Case Study
Inconclusive PRAME staining on high-stakes lesion on face
A 34-year-old male with a positive family history of melanoma presents with a lesion on the right lateral malar cheek. It was questionable if the lesion had been previously biopsied.
Case details
A 34-year-old male with a positive family history of melanoma presents with a lesion on the right lateral malar cheek. It was questionable if the lesion had been previously biopsied. Given the heterogeneous appearance, two biopsies were collected.
Sections reveal a proliferation of melanocytes in the dermis that show some unusual features, mostly in the upper half of the lesion. Features include large pleomorphic melanocytes with large inclusions/pseudoinclusions, dusky abundant cytoplasm and some spitzoid features. However, at the base of the lesion there appears to be some maturation of the melanocytes and less atypia.
SOX10 highlighted the melanocytes while PRAME showed diffuse although patchy/weak staining in the melanocytes. Notably, PRAME was stronger staining in the more superficial melanocytes that showed abundant pleomorphism while weaker staining in the deeper melanocytes. HMB45 showed patchy staining throughout but was mostly positive in the larger more pleomorphic melanocytes. Ki-67 highlighted the more superficial melanocytes at a rate of 5-7% while the deeper melanocytes were mostly negative. Therefore, this is highly worrisome for a melanoma arising within an intradermal nevus.
Preliminary diagnosis: Mostly intradermal melanocytic proliferation with unusual features
While the lesion was highly worrisome for melanoma, PRAME staining was inconclusive. Given the high stakes of diagnosing a deep melanoma on the face of a young person, GEP testing was ordered to objectively classify the malignant potential of the lesion.

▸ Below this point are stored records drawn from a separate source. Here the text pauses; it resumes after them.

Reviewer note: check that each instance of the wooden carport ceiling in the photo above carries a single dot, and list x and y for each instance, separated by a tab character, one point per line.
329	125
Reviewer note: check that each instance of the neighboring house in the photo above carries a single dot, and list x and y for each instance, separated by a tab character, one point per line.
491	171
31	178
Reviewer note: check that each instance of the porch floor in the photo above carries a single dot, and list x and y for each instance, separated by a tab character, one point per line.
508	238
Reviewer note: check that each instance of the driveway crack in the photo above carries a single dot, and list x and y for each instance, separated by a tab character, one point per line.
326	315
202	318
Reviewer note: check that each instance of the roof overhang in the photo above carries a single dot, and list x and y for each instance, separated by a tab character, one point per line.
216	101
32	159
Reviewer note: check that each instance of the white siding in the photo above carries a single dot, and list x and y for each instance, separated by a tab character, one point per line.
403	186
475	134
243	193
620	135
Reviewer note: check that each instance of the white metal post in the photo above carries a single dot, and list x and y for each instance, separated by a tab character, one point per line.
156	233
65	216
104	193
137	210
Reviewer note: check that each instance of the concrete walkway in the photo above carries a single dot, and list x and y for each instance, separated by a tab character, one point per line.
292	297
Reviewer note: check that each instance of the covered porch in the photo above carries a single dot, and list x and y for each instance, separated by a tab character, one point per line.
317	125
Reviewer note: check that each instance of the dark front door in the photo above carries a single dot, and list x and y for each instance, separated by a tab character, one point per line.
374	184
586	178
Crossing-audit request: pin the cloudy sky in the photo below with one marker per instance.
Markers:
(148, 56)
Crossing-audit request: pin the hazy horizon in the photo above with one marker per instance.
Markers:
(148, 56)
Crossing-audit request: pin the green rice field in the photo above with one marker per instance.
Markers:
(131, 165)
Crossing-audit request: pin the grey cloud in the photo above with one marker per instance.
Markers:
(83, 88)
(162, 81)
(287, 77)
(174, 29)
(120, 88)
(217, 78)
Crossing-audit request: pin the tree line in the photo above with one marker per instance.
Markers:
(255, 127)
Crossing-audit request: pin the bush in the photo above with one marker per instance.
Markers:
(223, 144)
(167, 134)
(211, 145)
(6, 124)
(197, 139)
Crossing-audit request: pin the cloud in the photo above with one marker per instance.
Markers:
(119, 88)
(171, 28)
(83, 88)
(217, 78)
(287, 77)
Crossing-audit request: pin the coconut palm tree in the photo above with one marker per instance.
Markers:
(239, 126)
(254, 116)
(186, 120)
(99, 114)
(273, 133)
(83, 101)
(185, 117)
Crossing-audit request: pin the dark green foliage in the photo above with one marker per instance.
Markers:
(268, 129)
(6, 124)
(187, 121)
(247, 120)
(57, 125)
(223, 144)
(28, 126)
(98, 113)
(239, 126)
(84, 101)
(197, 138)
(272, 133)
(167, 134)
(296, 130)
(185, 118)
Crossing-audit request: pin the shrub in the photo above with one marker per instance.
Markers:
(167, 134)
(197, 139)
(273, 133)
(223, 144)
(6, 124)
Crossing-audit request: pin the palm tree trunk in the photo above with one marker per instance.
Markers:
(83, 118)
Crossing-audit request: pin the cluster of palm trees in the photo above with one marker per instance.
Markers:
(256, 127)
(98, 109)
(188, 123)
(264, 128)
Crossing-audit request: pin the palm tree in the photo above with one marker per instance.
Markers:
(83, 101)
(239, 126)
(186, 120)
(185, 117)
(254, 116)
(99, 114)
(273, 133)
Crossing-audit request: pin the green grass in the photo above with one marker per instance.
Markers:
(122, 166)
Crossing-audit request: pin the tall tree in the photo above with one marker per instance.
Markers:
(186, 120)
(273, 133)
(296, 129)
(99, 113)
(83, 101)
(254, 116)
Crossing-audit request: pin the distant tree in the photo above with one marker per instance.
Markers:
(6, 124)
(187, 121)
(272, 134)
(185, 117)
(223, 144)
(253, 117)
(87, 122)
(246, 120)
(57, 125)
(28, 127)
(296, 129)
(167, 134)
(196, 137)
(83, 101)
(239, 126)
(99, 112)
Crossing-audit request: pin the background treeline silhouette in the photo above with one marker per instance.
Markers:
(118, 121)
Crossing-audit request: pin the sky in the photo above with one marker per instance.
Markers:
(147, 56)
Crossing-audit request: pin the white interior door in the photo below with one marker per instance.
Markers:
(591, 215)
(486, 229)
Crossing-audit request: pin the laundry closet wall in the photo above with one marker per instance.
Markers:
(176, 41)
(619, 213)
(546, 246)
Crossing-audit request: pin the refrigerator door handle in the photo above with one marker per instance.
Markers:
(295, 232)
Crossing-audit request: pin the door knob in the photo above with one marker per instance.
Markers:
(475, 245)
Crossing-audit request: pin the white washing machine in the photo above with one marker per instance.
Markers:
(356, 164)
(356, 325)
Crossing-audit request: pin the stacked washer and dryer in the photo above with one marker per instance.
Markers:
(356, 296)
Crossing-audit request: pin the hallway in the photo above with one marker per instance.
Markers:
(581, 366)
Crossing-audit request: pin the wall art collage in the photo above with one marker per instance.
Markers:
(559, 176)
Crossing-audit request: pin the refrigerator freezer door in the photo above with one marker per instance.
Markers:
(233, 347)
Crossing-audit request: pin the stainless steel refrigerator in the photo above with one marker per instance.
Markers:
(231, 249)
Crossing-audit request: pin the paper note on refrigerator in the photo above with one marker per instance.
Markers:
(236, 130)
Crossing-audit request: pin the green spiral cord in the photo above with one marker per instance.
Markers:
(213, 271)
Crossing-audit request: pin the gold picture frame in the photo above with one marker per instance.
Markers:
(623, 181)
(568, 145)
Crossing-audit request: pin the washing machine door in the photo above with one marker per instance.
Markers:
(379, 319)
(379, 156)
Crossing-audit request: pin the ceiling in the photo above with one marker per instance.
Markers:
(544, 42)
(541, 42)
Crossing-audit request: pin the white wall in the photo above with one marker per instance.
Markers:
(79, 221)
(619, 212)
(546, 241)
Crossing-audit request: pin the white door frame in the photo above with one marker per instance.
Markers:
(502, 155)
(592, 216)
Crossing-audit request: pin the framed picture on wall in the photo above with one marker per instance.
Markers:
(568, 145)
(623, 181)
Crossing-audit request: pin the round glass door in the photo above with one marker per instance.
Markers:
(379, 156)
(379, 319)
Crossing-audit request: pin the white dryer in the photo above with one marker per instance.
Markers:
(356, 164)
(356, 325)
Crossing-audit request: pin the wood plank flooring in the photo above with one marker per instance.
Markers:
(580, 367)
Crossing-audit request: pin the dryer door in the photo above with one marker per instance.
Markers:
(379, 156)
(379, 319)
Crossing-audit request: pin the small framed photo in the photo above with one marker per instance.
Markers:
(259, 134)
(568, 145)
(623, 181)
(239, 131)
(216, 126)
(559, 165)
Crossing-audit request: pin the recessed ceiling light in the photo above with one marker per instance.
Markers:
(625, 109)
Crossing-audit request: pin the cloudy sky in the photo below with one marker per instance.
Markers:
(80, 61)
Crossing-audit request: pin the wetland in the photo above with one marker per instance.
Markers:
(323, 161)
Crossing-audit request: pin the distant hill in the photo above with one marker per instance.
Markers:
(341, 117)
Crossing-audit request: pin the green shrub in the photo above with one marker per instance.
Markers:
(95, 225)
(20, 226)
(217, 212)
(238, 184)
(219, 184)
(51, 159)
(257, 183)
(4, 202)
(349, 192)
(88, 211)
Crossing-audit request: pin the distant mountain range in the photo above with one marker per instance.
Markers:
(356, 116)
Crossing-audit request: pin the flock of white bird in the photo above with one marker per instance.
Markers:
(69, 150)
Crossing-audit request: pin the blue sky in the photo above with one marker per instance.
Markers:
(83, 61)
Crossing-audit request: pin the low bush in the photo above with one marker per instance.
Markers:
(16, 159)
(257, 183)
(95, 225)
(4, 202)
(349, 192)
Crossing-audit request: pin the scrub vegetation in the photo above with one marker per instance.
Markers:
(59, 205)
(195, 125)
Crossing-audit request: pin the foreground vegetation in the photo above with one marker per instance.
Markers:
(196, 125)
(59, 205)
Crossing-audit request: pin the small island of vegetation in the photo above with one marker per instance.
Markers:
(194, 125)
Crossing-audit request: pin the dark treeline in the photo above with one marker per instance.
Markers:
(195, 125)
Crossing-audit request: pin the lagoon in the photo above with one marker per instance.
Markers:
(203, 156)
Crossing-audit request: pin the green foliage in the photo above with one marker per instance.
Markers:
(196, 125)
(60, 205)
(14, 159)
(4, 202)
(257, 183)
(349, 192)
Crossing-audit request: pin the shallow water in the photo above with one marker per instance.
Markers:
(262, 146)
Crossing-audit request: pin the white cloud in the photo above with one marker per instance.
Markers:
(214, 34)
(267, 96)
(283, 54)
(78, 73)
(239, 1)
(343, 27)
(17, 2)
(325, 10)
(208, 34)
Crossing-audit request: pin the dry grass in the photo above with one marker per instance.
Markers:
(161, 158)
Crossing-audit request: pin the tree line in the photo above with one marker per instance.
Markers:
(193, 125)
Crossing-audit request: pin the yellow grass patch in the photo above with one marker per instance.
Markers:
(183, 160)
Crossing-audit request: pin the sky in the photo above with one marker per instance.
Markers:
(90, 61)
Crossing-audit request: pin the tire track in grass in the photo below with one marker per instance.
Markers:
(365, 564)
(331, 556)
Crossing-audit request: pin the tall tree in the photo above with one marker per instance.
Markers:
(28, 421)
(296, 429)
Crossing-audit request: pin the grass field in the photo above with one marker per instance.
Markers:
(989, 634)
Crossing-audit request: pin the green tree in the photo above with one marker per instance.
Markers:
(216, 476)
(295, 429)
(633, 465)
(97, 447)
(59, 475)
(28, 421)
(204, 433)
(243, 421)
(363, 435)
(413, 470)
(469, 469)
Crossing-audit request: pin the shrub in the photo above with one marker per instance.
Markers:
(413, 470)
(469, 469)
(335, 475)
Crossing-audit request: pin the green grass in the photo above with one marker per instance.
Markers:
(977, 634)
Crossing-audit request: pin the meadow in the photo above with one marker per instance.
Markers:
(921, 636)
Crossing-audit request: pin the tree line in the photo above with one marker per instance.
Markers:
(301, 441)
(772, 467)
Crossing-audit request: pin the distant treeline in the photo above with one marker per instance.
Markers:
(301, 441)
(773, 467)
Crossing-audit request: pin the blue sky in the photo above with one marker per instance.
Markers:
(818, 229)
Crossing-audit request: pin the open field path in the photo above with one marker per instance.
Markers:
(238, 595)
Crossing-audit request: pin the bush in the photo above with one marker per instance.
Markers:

MyPath Melanoma gene expression profile testing for the two biopsy samples resulted in scores of 2.1 and 6.4 which are both suggestive of a malignant neoplasm.
Malignant melanoma, right superior lateral and right lateral malar cheek, 2.5 mm depth
NOTE: Histologic sections reveal the malignant melanocytes reach into the reticular dermis, making this a Clark's level IV. There is 1 mitotic figure identified in part A in the superficial papillary dermis and no ulceration appreciated. There are no features of regression, but there are some tumor infiltrating lymphocytes. Final pathologic stage: pT3a (AJCC, 8th Edition, 2017).
Patient treatment plan: Patient was referred to oncology specialist for a systemic work-up to include imaging, consideration of SLNB, and presumably a WLE. Outside institution confirmed melanoma diagnosis.